Not for now, but how long before we have KYC regulations concerning LLMs?

  • That’s really what Dario wants. Let’s hope he doesn’t get it

    • what Dario wants is to retain any influence whatsover on how the research progresses before the inevitable nationalization of the frontier. he gets to keep the N-2 tech and maybe influence the N-1 tech, but the only influence on the frontier he has is today; whatever he imprints in the pipeline the government takes over.

      IOW I don't think he thinks in the same categories as most folks here.

      7 replies →

    • But he already got it, no? Claude Fable can only be made available to US citizens, which implies that every user who wants to use Claude Fable must provide proof of citizenship in some way, basically KYC.

      1 reply →

    • Regulatory capture is the OpenAI and Anthropic end goal, for certain.

      But I also think they exist in a sort of un-designed corporate narcissism, which is a common trait in bubble economies — I am not judging them particularly severely.

      Netscape under Clark and Andreessen and Sun under McNealy both fell into corporate narcissism: the belief that only they really mattered, that they were chosen, and that the world needed to rearrange itself to just let them shine. They arguably let themselves get played by Oracle (a corporate psychopath) and others as a result.

      OpenAI's position is profoundly corporate-narcissistic: all we need is all the money in the economy and not to have to do anything upsetting like think about turning a profit for the next four years. Like rich kids. It would be nice if you believed we were so important that we should get an enormous stipend for just being us.

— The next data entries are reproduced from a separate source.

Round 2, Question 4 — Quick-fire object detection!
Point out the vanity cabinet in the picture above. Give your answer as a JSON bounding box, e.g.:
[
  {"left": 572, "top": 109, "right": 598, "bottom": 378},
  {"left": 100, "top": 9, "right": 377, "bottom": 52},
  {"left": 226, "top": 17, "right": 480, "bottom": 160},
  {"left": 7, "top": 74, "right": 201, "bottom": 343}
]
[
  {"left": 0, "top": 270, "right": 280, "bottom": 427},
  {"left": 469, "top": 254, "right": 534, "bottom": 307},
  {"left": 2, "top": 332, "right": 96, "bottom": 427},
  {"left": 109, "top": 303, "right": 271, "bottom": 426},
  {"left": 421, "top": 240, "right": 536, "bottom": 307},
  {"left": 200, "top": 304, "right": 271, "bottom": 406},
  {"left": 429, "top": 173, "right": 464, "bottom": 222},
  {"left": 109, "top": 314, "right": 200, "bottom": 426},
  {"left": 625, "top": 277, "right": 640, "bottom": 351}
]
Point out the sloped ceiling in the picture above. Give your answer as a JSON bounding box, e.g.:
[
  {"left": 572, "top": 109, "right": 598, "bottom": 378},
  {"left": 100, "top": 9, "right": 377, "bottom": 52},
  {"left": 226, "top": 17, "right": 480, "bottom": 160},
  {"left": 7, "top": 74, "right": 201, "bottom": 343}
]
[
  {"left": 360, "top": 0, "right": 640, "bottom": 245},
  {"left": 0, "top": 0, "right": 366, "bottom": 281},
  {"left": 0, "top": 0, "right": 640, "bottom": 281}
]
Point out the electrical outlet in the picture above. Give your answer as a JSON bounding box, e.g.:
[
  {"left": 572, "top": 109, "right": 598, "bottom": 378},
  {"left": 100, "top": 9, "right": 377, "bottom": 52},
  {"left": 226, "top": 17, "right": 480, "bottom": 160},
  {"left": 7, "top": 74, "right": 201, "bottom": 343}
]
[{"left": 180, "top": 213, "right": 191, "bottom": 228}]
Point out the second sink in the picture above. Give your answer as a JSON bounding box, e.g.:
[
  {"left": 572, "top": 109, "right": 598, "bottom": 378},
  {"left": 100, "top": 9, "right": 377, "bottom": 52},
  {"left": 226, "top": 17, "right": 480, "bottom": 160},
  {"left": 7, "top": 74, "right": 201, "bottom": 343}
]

      Anthropic's position is: we think we're so unique and ominous that government needs to make us both essential and terrifying. We have to exist otherwise worse people will.

      Both narcissistic positions.

      14 replies →

That thesis is not about what Anthropic will achieve, but about what power they think they ought to have.

That's a different problem that what you're arguing against.

To this point, I've never understood the supposed "alignment" between the EA/AI Safety crowd and Anthropic's mission that the author comments on. Be the stewards of the Machine God, but responsibly? I think the Manhattan project, which AI development is commonly analogized to, had a lot more intrinsic properties to gate against uncontrolled proliferation (which still happened to some extent). Also this is a company that is expected to go public this year, at which point there will be a slew of new voices pushing the company to increase its value, mission be damned.

People like Yud at least have a clear consistency in their advocacy that we shouldn't be developing this at all. Anyone who thinks they can reconcile Anthropic's work with the AI safety mission is in total fantasyland, if it's not just a public persona they've adopted strategically.

The distilled versions miss the spark of the model. Its like they land in the uncanny valley of models.

  • They get to 80% of the top models for 10x cheaper, unless you don't care about the money at all, it's hard to ignore.